From its first funding until IPO, Twitter took 77 months (6.4 years). But is that much time the norm or atypical? We’d already highlighted that the road to go public for venture-backed healthcare companies, on average, requires nearly seven years and over $100M in funding. How does tech stack up?

Using CB Insights venture capital data, we analyzed VC-backed tech companies that have exited since 2007 to find out just how long it takes. The time to exit for each company was defined as the period in months between the dates of its first funding round and its exit.

The following chart shows the average time to exit taken by tech companies that have exited since 2007. In 2007, it took a company 70 months from first funding round to exit via IPO and 59 months if via M&A – an 11 month gap. Since 2007, the time to exit via M&A has grown only marginally while exits via IPO have steadily increased in length. Companies exiting in 2013 YTD via IPO took 85 months and those via M&A took 54 months – a difference of 31 months.

Next, we looked at median exit times. Contrary to the average trend, the median time to exit via M&A has, in fact, decreased over the past few years. While the median time to exit via IPO has seen much more variability, it is on an upward trend similar to the corresponding average.

As we peel back the time to exit in just the mobile and internet sectors, we see that the average time to exit within the internet sector has been pretty flat while that of the mobile sector seems to be on a slight decline. Interestingly, the data for 2013 to-date shows that both mobile and internet companies have converged and are taking the same time on average (~50 months or 4.2 years) to exit the market.

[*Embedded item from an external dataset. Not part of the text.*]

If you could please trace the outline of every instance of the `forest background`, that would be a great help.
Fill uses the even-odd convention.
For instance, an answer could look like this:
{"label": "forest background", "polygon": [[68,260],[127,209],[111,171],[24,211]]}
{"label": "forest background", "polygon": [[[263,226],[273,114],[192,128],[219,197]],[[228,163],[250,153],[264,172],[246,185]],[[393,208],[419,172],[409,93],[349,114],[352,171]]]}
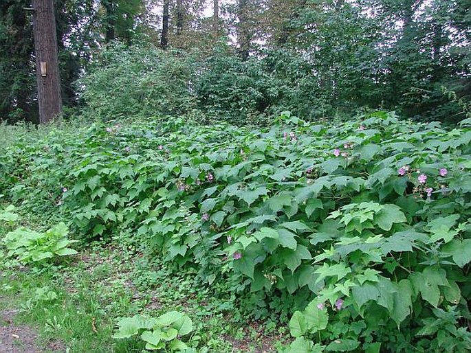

Interestingly, the median exit times for both mobile and internet show a relatively steep decline with the median exit times converging at ~34 months in 2013. This steep decline in months to exit for mobile companies has largely been driven a change in mix of the type of mobile companies exiting. In 2007, exits were largely in the more capital-intensive telecom equipment and services area while more recent exits have been in the mobile apps and software area.